Any help appreciated.


Thanks
JSteff


----------



## macropod (Apr 11, 2008)

Hi JSteff,

What version of Office? Is your current version an upgrade installation, or an installation with components configured for iunstallation on first use?

See, for example: http://support.microsoft.com/kb/928326/en-us


----------



## JSteff (Jun 6, 2008)

2003 Word. I bought the computer on ebay, it was pre-installed, and did not get the original install disk. I have three copies of Office myself and could not use those disks as it was looking for a particular install disk/source.

My question now is how can I prevent the application to keep from asking for it? As I said it asks when I open word for any reason. To create a document or open one I already am working on it pops up the warning/request all the time.

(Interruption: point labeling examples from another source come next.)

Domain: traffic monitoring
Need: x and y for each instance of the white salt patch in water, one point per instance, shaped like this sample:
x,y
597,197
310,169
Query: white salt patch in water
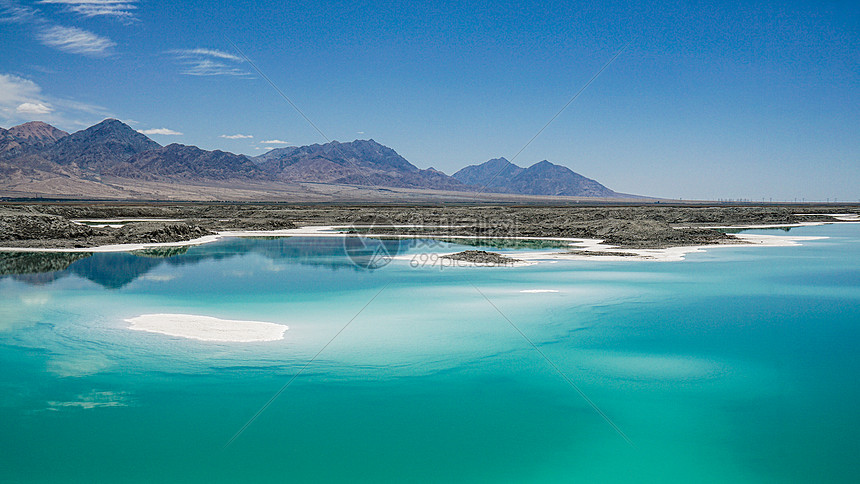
x,y
206,328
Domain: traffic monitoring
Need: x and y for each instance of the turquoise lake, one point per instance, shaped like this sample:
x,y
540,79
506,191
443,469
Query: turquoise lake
x,y
736,365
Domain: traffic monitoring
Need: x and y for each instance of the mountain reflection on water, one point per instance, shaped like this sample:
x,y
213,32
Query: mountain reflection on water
x,y
114,270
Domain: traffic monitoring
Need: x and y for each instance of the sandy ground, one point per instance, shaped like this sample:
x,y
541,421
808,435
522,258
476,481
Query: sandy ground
x,y
526,257
206,328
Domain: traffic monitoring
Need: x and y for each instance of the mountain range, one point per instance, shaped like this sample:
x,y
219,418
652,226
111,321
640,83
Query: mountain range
x,y
37,157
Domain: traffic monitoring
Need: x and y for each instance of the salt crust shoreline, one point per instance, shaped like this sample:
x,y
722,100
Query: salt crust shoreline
x,y
207,328
527,257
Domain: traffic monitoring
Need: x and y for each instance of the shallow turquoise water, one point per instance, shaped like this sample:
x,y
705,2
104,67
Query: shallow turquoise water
x,y
737,365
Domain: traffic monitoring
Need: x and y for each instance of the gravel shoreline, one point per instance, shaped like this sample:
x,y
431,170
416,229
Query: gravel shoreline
x,y
69,225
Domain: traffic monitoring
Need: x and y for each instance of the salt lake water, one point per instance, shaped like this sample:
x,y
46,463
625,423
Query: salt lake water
x,y
736,365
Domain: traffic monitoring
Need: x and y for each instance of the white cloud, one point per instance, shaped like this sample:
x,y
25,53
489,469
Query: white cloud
x,y
123,9
75,40
12,12
219,54
33,108
208,62
19,97
161,131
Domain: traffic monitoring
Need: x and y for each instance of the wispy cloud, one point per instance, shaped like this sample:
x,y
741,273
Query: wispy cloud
x,y
73,40
15,13
161,131
20,98
33,108
209,62
23,100
218,54
122,9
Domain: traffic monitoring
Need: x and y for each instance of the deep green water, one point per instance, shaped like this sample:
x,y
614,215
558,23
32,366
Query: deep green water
x,y
737,365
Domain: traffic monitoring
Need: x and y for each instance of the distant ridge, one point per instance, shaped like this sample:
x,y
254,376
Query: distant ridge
x,y
100,146
112,159
542,178
361,162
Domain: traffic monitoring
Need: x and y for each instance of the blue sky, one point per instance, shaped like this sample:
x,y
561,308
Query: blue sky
x,y
710,100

How can I stop it? What is running, or wants to run that causes the actions at all? Is there a way I can get word to accept one of my disks to get the needed files off of to get it to stop?

Thanks

JSteff


----------



## macropod (Apr 11, 2008)

Hi JSteff,

You can either:
1. change the installation source and load the components from your disks (there should be an option for this on the relevant dialogue box);
2. disable whatever add-in (eg Adobe Acrobat) is triggering the message; or
3. delete any macros and their modules from all document templates.

I'd opt for #1.


----------



## JSteff (Jun 6, 2008)

macropod said:


> Hi JSteff,
> 
> You can either:
> 1. change the installation source and load the components from your disks (there should be an option for this on the relevant dialogue box);
> ...


Thanks again
JSteff


----------



## macropod (Apr 11, 2008)

Hi JSteff,

Re:
1. Do you mean change it to one of my own copies?
Yes, provided they're for the same Office version. Alternatively, you could try locating the required file on your Office CD and copy it to the installtion folder your PC is trying to access it from.

2. Where would I look for it? (Addins)
You could look in Tools|Templates & Addins, and in any of the folders referenced in Tools|Options|File locations for templates, tools and startup

If you don't get the prompt when you start Word from Start|Run with:
winword.exe /a
then you've definitely got an addin in the works.


----------